From what I can piece together Jess Roden's Bronco opened proceedings, and were followed by Peter Swales' proteges Gypsy, who he managed to get signed to United Artists. Gypsy released a couple of great LPs at the start of the '70s and almost had a bit of a hit on their hands with Changes Coming.
Gary Farr and Kevin Westlake were up next to do a set. They'd been writing, recording and hanging out together for a while, and some of Gary's recordings with support from Mighty Baby at the time still sound simply magical. Gary's LP Take Something With You was produced immaculately by Reggie King, and features some real classics like Don't Know Why You Bother Child.
Reggie himself was up next, and by rights should have been backed by his colleagues in Mighty Baby but something went awry at the last moment, and he was instead supported by the guys from B.B. Blunder or the Blossom Toes if you like.

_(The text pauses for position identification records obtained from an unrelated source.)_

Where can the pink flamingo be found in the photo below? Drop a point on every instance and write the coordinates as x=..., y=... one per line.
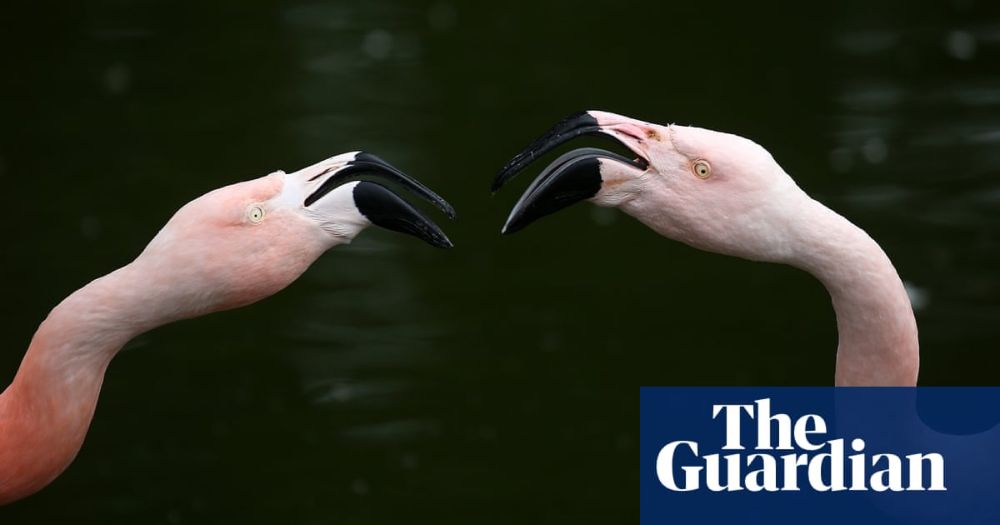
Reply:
x=724, y=193
x=229, y=248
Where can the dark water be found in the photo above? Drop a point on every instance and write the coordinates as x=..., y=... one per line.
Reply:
x=497, y=381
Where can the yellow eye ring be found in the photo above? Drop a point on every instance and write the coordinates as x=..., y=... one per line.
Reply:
x=702, y=169
x=255, y=214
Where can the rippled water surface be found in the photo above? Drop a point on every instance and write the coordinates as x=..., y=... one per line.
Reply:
x=499, y=380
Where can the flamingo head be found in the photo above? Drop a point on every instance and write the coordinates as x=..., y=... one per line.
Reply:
x=243, y=242
x=715, y=191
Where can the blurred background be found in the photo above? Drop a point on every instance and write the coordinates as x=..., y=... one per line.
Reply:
x=497, y=381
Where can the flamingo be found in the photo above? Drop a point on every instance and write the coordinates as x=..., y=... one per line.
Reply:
x=726, y=194
x=228, y=248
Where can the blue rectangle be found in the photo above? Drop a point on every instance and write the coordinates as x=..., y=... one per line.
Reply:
x=909, y=455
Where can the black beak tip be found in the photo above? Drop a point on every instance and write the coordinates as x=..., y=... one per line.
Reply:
x=384, y=208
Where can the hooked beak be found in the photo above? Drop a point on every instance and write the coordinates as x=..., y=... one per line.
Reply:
x=571, y=178
x=380, y=205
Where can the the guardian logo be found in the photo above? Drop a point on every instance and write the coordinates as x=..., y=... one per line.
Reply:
x=810, y=462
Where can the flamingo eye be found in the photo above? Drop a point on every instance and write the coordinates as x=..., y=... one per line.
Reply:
x=702, y=169
x=255, y=214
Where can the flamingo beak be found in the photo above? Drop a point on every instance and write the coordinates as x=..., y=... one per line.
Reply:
x=571, y=178
x=380, y=205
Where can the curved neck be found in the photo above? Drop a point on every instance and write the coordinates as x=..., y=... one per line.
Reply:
x=878, y=334
x=47, y=409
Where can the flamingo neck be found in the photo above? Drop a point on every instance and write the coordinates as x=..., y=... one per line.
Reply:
x=877, y=331
x=47, y=409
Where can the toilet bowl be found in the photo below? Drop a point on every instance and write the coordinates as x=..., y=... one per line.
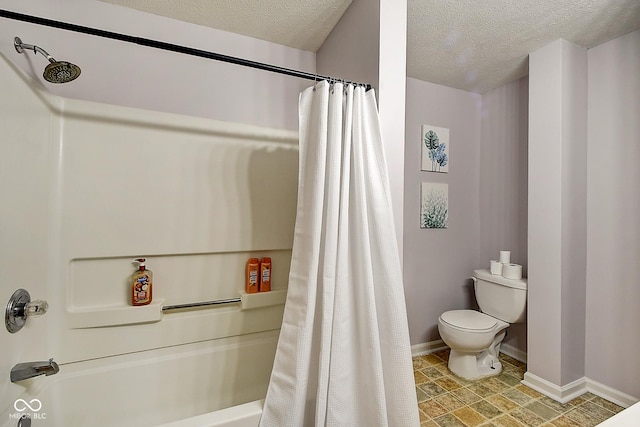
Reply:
x=475, y=336
x=474, y=339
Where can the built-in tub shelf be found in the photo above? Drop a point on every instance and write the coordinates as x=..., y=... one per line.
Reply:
x=97, y=317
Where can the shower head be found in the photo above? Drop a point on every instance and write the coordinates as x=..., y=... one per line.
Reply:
x=56, y=71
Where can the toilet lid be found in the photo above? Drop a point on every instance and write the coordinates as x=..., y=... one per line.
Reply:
x=469, y=319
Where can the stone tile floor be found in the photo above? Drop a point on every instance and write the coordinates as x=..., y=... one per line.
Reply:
x=446, y=400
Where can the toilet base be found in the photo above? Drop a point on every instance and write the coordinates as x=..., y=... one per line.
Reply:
x=470, y=367
x=473, y=366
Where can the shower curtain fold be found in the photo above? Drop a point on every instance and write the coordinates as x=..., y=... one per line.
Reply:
x=343, y=356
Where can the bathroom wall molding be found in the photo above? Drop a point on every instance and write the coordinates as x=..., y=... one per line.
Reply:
x=427, y=348
x=561, y=394
x=576, y=388
x=612, y=395
x=514, y=352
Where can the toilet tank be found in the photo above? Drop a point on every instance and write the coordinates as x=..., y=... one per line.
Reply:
x=505, y=299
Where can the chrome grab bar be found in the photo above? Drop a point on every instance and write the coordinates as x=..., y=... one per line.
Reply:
x=201, y=304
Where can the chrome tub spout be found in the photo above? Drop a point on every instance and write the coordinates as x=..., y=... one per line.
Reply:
x=23, y=371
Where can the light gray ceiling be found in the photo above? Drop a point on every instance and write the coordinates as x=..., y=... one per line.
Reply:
x=473, y=45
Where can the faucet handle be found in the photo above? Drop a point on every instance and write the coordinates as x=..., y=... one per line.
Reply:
x=36, y=308
x=20, y=307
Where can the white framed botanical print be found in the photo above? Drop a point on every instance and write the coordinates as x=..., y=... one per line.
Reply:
x=434, y=210
x=435, y=149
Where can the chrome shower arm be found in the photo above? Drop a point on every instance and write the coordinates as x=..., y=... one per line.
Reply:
x=20, y=47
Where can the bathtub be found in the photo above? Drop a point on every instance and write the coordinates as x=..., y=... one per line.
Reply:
x=215, y=383
x=245, y=415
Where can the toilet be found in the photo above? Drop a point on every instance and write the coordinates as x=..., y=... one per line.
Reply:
x=475, y=336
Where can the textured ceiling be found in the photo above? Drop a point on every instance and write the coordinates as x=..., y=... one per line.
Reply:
x=479, y=45
x=467, y=44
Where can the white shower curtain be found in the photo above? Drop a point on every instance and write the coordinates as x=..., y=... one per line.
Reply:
x=343, y=357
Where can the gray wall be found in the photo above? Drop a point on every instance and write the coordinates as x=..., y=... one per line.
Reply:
x=613, y=215
x=557, y=205
x=439, y=262
x=503, y=182
x=487, y=198
x=130, y=75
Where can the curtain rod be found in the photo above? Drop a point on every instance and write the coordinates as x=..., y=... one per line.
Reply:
x=172, y=47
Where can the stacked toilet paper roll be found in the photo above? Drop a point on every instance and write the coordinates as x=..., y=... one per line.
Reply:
x=503, y=267
x=496, y=267
x=512, y=271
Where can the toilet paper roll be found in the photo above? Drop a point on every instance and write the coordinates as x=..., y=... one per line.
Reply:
x=512, y=271
x=505, y=257
x=496, y=267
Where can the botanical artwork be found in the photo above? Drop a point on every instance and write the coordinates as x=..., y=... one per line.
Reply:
x=435, y=205
x=435, y=149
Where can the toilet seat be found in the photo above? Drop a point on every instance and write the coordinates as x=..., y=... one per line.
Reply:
x=469, y=321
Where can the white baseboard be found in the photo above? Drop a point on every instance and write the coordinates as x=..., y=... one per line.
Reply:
x=428, y=348
x=610, y=394
x=576, y=388
x=561, y=394
x=516, y=353
x=438, y=345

This seems just about typical of Reggie's luck. I like to assume this is the show that the photo of Reggie with the B.B. Blunder guys. Reggie played and hung out with Brian Godding, Brian Belshaw etc. quite a bit at this time, and they released a single together of Little Boy and 10,000 Miles.
Julie Driscoll was the headline act on the night, and her set sounds astonishing. Some of it was just Julie solo, some of it was just with Brian Godding on guitar, and the rest with the full B.B. Blunder line-up. The climax of the concert seems to have been Julie leading an emotional rendition of the Blunder song that gave the concert its name and tone. This was from the Worker's Playtime LP which featured Julie quite strongly, particularly on the glorious Seed.